Der Kampf für gute Arbeit innerhalb des Systems der Erwerbsarbeit ist darüber hinaus gut für eine Verknüpfung mit Forderungen nach einer entsprechenden gesellschaftspolitischen Gestaltung der Bedingungen für eine geglückte Balance mit vor- und nachgelagerten Bereiche (Bildungswesen, Familien- und Geschlechterverhältnisse). Insbesondere unter Gesichtspunkten der Gender-Gerechtigkeit, sowie mit den Anforderungen an eine gute, ökologisch verträgliche und sozial nützliche Qualität der Produkte ist das bedeutsam.Entsprechende konkrete Initiativen böten daher gute Chancen zur Entwicklung und Festigung von neuen Bündnissen.

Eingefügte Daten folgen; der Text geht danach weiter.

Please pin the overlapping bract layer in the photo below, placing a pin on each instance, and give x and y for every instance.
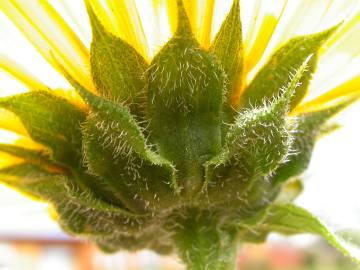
(162, 144)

In ganz neuen Formen könnten in ihnen z.B. auch bisherige Trennungen der Interessen von ProduzentInnen und KonsumentInnen überwunden werden. Und wieder wäre bei allen diesen Fragen Netzwerkpolitik eine neue Organisationsform (Knoten statt Zentren, reversible Lernprozesse, gesteigerte Unabhängigkeit aber auch wachsendes Vertrauen, erweiterte Perspektiven), die Chancen eröffnen könnte, Arbeitspolitik als einen Prozess zu entfalten, in dem Politik die Begrenzungen partialer Interessen überschreitet.